As bishop, Williams hosted Queen Elizabeth II at St. Jude's Cathedral in Iqaluit in 1994 and again during her 2002 Golden Jubilee tour of Canada. When Williams showed the queen the cathedral's cross made with narwhal tusks, she reportedly responded that there was a longer tusk in better condition at Buckingham Palace. Williams met the queen again in England during the 1998 Lambeth Conference.

Williams presided over the diocese during a time of economic and social transition in the region as Inuit families moved to permanent settlements and no longer lived off the land; he was the last bishop of the Arctic to travel by dog team. He also oversaw the development of indigenous Inuit leadership for the diocese, including the ordination of 16 Inuit priests during his tenure, as well as the consecration of Paul Idlout as the first Inuk Anglican bishop in 1996. In 2002, Williams retired. His successor as bishop of the Arctic was Andrew Atagotaaluk, who became the first Inuk diocesan bishop in the Anglican Communion.

==Later life and death==
In retirement, Williams lived in Yellowknife, where he remained active with the Holy Trinity Church.
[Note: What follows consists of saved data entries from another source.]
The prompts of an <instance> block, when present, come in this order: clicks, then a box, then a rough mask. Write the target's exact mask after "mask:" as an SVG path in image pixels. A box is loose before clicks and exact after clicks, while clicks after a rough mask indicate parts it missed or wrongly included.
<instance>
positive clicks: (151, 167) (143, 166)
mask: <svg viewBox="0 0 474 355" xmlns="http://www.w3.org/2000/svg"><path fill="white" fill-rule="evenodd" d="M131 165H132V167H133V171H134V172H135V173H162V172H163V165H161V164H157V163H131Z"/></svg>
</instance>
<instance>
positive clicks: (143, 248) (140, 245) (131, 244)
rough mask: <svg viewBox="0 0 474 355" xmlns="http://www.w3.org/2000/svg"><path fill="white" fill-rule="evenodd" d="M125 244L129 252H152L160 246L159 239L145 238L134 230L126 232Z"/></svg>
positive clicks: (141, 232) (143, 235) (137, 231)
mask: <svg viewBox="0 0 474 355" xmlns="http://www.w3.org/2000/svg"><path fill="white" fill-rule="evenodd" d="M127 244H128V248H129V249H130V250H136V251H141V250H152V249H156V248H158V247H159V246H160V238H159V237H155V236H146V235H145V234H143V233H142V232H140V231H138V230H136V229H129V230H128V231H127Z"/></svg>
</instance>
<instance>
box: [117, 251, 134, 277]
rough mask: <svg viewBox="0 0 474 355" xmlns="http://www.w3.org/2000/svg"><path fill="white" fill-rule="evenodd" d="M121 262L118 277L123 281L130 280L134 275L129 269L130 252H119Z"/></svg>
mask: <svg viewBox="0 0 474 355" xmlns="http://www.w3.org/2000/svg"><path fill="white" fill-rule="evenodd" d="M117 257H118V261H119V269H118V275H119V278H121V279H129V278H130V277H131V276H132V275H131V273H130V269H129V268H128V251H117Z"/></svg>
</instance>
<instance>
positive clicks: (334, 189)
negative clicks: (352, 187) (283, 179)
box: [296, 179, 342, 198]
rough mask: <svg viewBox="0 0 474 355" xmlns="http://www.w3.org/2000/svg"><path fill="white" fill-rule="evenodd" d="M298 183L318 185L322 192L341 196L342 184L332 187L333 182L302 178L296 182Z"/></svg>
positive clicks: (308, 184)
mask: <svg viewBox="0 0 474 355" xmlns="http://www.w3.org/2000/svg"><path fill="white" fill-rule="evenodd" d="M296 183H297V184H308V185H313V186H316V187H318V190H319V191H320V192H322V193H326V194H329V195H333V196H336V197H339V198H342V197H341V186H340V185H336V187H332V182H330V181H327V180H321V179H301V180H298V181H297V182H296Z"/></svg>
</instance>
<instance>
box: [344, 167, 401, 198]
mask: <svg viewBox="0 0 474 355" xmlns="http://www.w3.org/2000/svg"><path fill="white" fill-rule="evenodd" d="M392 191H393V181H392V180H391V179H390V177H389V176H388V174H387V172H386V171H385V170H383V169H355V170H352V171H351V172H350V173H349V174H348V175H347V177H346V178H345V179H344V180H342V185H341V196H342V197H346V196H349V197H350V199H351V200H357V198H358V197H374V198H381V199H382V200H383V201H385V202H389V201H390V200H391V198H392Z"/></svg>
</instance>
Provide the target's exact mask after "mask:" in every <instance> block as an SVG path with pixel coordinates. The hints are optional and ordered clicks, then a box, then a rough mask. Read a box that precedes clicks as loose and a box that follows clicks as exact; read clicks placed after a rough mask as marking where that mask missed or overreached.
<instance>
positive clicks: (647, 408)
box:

He took part in theatre at the Northern Arts and Cultural Centre and volunteered with Edmonton-based nonprofit On Eagle's Wings and volunteered with the Caring for the Wounded Heart trauma healing programme. He also became a curler and resumed swimming competitively; he earned multiple gold medals competing for the Northwest Territories in the Canada 55+ Games between 2010 and 2018. He was awarded the Queen Elizabeth II Diamond Jubilee Medal in 2012.

Williams died in Yellowknife on 16 May 2026, six days shy of turning 90.